29 October 2015

"Gamarjobat" & "Bodishi" in the Same Day

This evening, an adult Georgian male apologized to me (ბოდიში, that is, "bodishi"; I heard it clearly) for stepping right in front of me as he took four quick steps from the door of the market to his black crossover idling awkwardly on the sidewalk. Earlier, a მეეზოვე (that is, a "meezove" or дворник - "dvornik" - in Russiangreeted me (გამარჯობათ, that is, "gamarjobat"; I even heard the "t") as I walked to the metro. Meezove-s are the men and women who dutifully sweep the streets in between the apartment blocs in Gldani every weekday morning. While they may very well be the Shudras of the Georgian labor force, they seem to me to be some of its hardest workers, sweeping up everything from dry leaves to plastic bottles to the butts of cigarettes and shells of sunflower seeds.

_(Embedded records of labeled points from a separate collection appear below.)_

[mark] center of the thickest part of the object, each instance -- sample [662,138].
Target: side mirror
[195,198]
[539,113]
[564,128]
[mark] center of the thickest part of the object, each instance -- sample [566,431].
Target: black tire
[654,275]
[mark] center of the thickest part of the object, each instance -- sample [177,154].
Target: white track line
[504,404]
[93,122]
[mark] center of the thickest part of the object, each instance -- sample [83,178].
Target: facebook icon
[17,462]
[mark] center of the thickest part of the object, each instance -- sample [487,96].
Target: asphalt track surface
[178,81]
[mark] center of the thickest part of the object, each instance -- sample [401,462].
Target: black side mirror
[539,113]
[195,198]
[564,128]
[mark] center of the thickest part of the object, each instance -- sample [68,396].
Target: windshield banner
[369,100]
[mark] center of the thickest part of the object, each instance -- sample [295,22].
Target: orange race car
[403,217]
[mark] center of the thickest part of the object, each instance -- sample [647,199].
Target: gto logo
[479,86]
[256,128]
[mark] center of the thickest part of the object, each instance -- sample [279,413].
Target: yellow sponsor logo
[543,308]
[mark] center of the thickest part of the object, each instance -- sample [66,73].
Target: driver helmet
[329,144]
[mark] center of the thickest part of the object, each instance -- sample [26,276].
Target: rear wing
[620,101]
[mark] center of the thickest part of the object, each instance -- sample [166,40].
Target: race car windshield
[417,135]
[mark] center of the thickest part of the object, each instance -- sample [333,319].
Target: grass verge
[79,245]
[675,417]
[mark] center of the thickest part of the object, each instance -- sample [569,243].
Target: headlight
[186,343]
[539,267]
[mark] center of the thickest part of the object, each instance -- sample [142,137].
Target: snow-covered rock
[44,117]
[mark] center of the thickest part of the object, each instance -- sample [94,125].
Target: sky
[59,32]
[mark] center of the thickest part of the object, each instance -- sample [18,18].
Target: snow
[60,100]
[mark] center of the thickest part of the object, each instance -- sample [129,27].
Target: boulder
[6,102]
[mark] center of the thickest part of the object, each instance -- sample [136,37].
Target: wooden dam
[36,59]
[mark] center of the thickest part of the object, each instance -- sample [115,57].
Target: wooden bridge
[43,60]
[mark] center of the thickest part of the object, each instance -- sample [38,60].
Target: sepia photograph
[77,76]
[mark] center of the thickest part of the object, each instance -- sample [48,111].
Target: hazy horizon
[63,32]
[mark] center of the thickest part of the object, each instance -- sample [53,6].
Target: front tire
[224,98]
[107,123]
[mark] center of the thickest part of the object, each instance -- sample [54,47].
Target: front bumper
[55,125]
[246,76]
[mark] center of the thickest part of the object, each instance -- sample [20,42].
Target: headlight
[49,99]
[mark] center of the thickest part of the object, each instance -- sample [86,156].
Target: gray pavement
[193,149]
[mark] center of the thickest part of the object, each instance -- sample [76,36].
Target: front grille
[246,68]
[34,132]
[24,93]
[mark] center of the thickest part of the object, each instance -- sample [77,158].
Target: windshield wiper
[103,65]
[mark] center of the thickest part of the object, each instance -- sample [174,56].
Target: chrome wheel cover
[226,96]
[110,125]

Even though the Peace Corps recommends "XXXXX" in the name of safety and security, it is difficult to integrate into a community without an established commuter route or a favorite grocery or bakery. So I walk to the metro station at about the same time every morning, down the same streets, passing the same distracted grandfather walking his little grandson, the same corpulent, 40-something woman with earphones in and trainers on, the same tall mother and even taller teenage son headed towards school, and the same street vendors setting out their oranges, potatoes, and cigarettes. I know whether or not I am on schedule based on where I pass these individuals. I smile politely or nod slightly when I see them and wonder where they are when I don't.


I usually walk pass the meezove - a man probably in his 30s who looks a lot like my Uncle Jody did and probably has as many stories to tell - along one of the many nameless roads that are only as long as their towering apartment blocs are wide. I walked by him this past Monday and Tuesday - maybe his back was turned for the few seconds it took me to walk by or he was bent over brushing trash into a dustpan - until I finally got up enough courage yesterday - he was sweeping up alongside a parked car - to say "Garmajoba" to him. It was step, step, eye contact, step, speak, step, look away, step, step.

Had I just crossed an unseen line on the streets of Gldani? Had I broken an unnamed law of the church or violated an unwritten code of the 'hood? This morning, I found out. At about the same time, almost in the same place as yesterday, the meezove looked at me and said "Garmajobat" to which I replied, and, after 10 or 15 steps, I was relieved that no dusty, black Mercedes with tinted windows had rushed to the bottom of the street to set me straight.